For their part, business sources add that the hotel industry comes from numerous closures and that it cannot do much more. It is expected that 2022 will be the summer of recovery, although Luis Martí says that it will be "the summer of activation because to recover we thought we would need a year and it will end up being two," he points out.

Restaurants, he notes, have long been closed, and ICO loans weigh down their accounts. But of course, when we all celebrate, it is when there is more work in bars and restaurants. And that is also the problem. “In May we are experiencing the casuistry of every year, but this year it is more aggravated by the situation of the pandemic: that critical mass of workers who entered and left has disappeared because they have gone to safer sectors where they can be even without working. weekends and nights”, explains Manuel Espinar, president of the Business Confederation of Hospitality and Tourism of the Valencian Community.

Espinar puts the concept of "social revolution" on the table to explain how Covid-19 has transformed the way of approaching conciliation, being aware of the need to spend more time with the family, with better schedules...

Can dinner be given at eight at night? "We start serving foreigners at half past seven, but the national public reserves at ten. That's why I think society also has to be psyched up because we, what do we have to do? Don't we give dinner?" , Add.

A study prepared by the Ivie for the Valencian Observatory of Decent Work said that in the third quarter of 2020 -in a pandemic- 17.2% of total employment in the Valencian hospitality industry corresponded to unwanted part-time jobs.

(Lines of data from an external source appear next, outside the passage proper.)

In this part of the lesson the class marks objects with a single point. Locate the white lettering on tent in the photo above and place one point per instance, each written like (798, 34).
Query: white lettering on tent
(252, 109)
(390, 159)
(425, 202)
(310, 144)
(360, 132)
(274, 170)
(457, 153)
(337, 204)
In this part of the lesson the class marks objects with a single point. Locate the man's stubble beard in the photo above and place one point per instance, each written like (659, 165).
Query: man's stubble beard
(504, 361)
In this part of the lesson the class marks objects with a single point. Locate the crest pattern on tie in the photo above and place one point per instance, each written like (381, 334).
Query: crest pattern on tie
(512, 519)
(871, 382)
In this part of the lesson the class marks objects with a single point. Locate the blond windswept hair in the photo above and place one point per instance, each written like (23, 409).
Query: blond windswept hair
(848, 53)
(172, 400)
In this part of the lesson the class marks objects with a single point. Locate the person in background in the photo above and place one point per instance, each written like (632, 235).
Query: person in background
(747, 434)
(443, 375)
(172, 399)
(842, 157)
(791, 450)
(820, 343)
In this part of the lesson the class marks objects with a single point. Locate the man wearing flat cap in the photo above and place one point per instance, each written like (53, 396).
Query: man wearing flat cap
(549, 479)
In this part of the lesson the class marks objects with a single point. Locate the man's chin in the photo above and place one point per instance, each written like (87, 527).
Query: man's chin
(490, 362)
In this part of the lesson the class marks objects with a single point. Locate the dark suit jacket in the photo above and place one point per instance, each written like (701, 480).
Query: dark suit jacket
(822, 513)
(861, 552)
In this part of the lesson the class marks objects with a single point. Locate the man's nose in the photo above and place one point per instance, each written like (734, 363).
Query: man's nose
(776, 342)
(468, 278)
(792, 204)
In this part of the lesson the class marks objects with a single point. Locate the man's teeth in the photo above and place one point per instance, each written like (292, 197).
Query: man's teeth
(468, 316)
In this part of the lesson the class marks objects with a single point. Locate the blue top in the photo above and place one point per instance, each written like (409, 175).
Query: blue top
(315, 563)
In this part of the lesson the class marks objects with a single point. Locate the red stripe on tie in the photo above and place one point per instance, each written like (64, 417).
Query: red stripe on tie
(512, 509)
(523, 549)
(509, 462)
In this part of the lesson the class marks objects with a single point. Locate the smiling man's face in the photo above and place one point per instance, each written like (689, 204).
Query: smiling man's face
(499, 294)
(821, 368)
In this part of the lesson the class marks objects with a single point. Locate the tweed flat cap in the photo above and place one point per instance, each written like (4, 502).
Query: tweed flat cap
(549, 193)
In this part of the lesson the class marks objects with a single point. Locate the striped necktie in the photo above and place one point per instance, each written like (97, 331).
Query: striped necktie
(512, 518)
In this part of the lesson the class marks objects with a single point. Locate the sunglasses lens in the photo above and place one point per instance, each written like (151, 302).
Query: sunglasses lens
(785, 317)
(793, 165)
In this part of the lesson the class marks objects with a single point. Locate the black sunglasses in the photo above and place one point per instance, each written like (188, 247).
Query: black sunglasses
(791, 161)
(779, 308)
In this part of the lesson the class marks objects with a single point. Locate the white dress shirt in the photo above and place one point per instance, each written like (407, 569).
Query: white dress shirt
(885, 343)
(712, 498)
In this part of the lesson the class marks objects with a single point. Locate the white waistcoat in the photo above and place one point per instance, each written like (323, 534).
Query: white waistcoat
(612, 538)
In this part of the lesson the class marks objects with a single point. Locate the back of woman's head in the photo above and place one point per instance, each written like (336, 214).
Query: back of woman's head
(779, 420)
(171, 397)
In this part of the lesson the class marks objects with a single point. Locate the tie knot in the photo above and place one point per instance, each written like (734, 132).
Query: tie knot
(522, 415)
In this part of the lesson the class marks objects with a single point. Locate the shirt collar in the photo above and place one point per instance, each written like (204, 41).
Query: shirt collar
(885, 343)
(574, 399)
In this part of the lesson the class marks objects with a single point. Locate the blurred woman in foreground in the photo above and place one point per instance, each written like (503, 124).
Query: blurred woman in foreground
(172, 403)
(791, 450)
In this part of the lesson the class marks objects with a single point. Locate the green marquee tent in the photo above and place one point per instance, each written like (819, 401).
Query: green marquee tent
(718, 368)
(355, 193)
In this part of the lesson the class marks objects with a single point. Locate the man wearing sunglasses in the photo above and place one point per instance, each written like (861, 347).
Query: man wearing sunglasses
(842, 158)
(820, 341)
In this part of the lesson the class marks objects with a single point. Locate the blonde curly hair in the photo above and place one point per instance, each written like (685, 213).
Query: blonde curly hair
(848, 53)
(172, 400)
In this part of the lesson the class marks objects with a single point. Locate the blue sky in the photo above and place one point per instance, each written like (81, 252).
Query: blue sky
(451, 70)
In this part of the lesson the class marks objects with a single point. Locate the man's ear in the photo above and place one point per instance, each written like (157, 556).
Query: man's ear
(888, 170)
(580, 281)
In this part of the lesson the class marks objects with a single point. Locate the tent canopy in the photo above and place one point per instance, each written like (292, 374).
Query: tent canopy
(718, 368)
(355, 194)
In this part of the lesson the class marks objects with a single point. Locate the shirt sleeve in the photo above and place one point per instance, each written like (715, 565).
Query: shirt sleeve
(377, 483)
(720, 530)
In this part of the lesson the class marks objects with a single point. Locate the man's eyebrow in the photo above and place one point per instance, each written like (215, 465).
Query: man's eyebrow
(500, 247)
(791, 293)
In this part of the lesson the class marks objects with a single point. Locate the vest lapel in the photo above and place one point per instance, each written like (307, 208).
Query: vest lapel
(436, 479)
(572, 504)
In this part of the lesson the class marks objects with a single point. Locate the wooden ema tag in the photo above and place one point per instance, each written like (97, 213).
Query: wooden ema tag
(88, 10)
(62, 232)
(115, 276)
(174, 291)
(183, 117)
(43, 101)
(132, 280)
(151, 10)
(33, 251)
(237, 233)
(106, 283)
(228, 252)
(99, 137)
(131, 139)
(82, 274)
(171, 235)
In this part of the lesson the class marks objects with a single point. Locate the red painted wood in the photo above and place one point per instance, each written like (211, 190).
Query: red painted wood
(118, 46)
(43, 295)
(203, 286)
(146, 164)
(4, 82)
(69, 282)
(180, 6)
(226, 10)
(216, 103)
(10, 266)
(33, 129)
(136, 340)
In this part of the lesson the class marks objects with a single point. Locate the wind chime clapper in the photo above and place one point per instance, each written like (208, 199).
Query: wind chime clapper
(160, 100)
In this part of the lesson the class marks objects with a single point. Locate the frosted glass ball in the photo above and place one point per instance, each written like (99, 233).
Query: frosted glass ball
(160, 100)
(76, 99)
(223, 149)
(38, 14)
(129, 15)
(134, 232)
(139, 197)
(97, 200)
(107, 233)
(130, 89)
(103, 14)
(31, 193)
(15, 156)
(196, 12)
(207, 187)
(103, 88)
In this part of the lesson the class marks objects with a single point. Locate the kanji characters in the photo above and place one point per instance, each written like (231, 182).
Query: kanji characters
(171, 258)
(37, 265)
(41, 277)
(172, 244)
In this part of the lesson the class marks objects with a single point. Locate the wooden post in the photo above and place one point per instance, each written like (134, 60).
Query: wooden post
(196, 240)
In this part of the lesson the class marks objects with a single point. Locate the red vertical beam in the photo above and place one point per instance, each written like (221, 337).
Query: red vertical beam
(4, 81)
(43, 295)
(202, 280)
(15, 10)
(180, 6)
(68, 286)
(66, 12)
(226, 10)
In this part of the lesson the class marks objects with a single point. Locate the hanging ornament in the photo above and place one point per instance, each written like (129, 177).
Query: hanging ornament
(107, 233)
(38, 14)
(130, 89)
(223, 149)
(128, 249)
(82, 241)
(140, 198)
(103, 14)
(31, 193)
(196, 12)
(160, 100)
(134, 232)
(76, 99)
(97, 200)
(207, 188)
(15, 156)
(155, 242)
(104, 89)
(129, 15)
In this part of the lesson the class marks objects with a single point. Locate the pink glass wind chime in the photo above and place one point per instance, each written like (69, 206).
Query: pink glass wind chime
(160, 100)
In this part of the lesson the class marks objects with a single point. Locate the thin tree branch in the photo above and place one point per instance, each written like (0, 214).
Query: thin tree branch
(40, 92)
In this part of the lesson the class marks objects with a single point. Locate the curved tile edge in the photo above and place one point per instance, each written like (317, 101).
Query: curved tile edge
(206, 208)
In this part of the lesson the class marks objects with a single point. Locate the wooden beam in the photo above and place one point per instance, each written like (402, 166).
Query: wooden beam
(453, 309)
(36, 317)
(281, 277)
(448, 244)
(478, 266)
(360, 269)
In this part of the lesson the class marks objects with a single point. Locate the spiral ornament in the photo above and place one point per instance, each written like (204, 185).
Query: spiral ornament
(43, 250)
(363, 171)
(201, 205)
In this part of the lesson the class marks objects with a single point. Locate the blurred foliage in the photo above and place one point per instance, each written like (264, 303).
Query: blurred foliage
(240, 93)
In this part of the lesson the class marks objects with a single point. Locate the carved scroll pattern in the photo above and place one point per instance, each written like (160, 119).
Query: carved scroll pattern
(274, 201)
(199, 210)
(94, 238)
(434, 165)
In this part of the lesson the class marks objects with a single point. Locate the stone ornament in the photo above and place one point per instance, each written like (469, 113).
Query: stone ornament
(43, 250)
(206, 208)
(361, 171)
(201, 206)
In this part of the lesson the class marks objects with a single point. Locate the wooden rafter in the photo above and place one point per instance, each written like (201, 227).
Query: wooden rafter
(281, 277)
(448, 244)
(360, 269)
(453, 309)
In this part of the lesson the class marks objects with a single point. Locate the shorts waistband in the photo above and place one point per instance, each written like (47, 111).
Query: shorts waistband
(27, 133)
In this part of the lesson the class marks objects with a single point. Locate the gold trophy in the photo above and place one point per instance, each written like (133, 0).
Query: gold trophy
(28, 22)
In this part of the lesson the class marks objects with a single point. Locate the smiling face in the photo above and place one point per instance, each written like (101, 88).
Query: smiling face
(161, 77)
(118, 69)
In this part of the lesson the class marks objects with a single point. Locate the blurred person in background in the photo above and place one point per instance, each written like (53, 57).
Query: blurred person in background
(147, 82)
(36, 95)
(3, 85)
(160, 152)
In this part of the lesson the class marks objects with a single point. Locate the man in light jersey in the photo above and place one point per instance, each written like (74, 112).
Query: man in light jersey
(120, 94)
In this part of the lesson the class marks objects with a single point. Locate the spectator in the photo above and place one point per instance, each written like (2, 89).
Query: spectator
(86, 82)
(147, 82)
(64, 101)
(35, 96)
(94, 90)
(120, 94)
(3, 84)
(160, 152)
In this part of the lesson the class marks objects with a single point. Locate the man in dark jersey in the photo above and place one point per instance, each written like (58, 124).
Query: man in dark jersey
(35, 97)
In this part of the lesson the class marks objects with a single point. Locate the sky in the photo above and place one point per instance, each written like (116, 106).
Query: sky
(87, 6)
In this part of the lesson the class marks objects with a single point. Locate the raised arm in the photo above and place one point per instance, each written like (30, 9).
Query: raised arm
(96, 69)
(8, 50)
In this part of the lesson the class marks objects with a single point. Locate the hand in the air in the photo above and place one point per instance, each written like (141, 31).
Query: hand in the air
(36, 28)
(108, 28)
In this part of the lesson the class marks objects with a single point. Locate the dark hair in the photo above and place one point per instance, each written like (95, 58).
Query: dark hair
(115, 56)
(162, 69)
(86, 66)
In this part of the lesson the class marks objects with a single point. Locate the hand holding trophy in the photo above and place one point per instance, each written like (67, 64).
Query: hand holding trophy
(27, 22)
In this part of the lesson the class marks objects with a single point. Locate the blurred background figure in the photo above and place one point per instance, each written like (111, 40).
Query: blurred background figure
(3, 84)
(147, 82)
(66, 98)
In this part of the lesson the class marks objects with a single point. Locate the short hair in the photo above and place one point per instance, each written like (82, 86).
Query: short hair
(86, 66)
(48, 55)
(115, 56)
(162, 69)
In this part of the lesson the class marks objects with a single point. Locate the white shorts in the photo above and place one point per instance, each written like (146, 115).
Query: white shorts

The latest data referring to the third quarter of 2020 also show that in the Valencian case, 22.4% would like to increase their hours, a more frequent preference than the national average for the hotel industry (18.3%), the Community as a whole Valencian (13.5%) or the total of Spain (10.9%).

The hotel industry is an essential source of employment opportunities for women, young people, foreigners and people with basic training, points out the Ivie, but professionals in the sector want it to also be a vocation because, as Espinar concludes, "there are many transporters of dishes , but now there are very few people who make you feel comfortable in a restaurant”.